Lamentablemente, en nuestras escuelas y universidades ese reconocimiento está lejos de ser la norma. Muchos estudiantes transitan por el sistema escolar sin sentirse realmente vistos. Reciben notas, sí, pero rara vez reciben una señal clara de que sus esfuerzos, preguntas, ideas o avances tienen valor. Sin ese reconocimiento, es difícil que se construya una identidad de aprendiz. Y sin esa identidad, el aprendizaje pierde sentido.
Esto tiene consecuencias. Sabemos que una parte importante de la deserción escolar y universitaria no se explica solo por factores económicos. También tiene que ver con cómo los estudiantes se ven a sí mismos en relación con el aprendizaje. Si alguien ha pasado años sintiendo que no entiende, que no puede, que no es capaz, que no importa, ¿por qué habría de seguir?
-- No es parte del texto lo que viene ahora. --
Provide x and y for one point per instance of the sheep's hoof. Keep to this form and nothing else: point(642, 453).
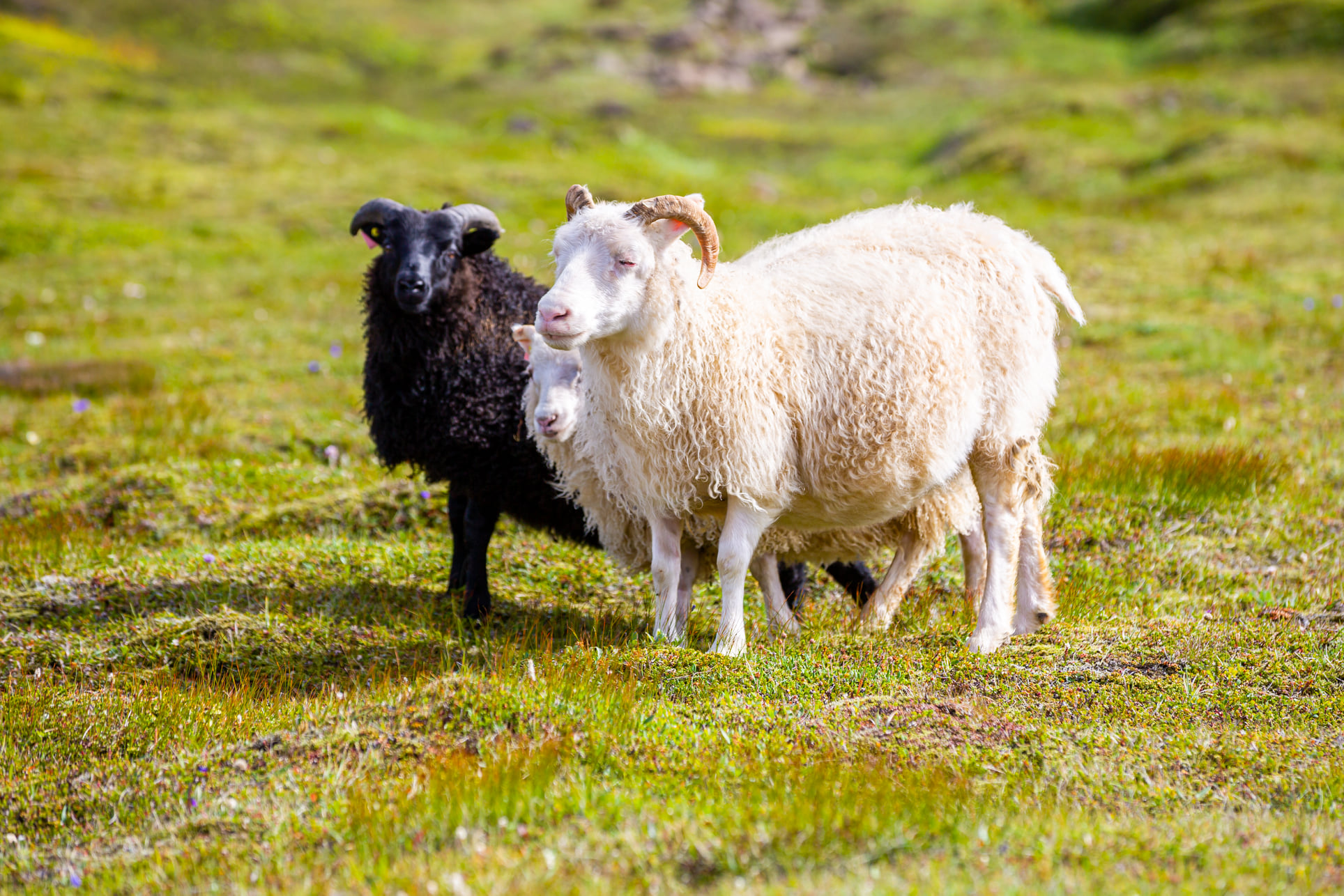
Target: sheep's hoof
point(671, 638)
point(987, 641)
point(1030, 621)
point(733, 645)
Si nunca se sintió un aprendiz competente —y no hablamos, aquí, de ser un buen estudiante, sino un buen aprendiz—, ¿por qué esperaría seguir siéndolo?
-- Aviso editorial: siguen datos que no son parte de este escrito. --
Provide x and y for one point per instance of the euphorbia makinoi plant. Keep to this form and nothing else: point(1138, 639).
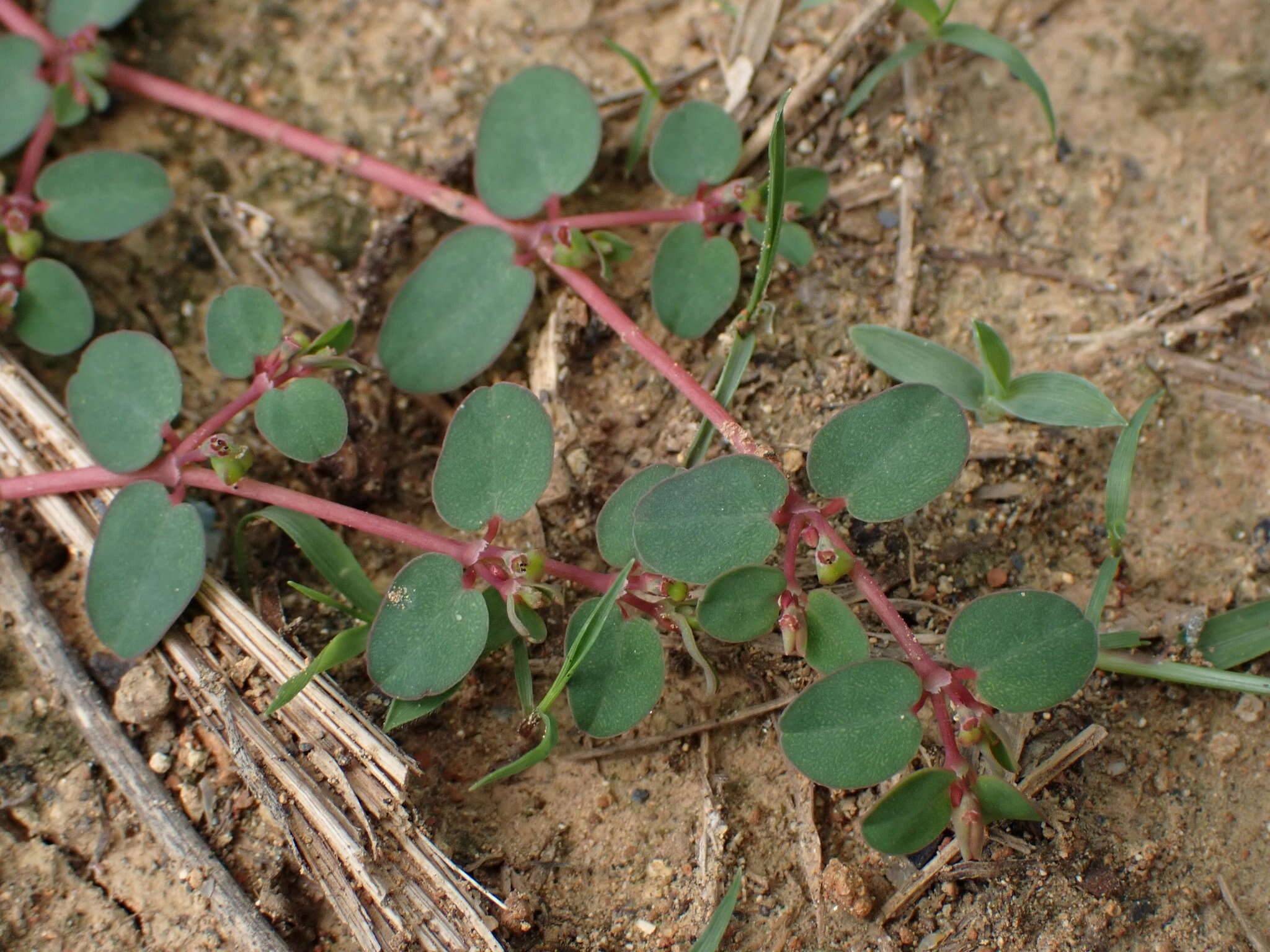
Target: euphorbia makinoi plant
point(690, 546)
Por eso, además de las reformas estructurales necesarias, tenemos que avanzar hacia una pedagogía que se tome en serio la construcción de la identidad de aprendiz. Una pedagogía que no solo se focalice en los contenidos y las habilidades específicos, sino que también habilite a los estudiantes a reconocerse como sujetos que aprenden, que pueden aprender y que merecen aprender. Y eso pasa, entre otras cosas, por generar experiencias de aprendizaje con sentido, por promover relaciones pedagógicas basadas en la confianza y el cuidado, y por ofrecer espacios donde cada estudiante pueda sentirse protagonista de su propio proceso, no un mero espectador.
El desafío es clave e ineludible. Porque si queremos una sociedad donde las personas sean capaces de adaptarse a cualquier desafío que afronten en los nuevos escenarios sociales, necesitamos que sean capaces —ya sea en la escuela o en la universidad— de decir con convicción: yo puedo aprender, yo quiero aprender, yo soy alguien que va a aprender.
Eso es lo que está en juego. No solo mejores resultados. No solo mejores puntajes. Lo que está en juego es la posibilidad de formar ciudadanos con agencia, con autonomía y, en última instancia, con esperanza. Y esa posibilidad empieza, muchas veces, con una pregunta tan sencilla como poderosa: ¿cómo soy como aprendiz?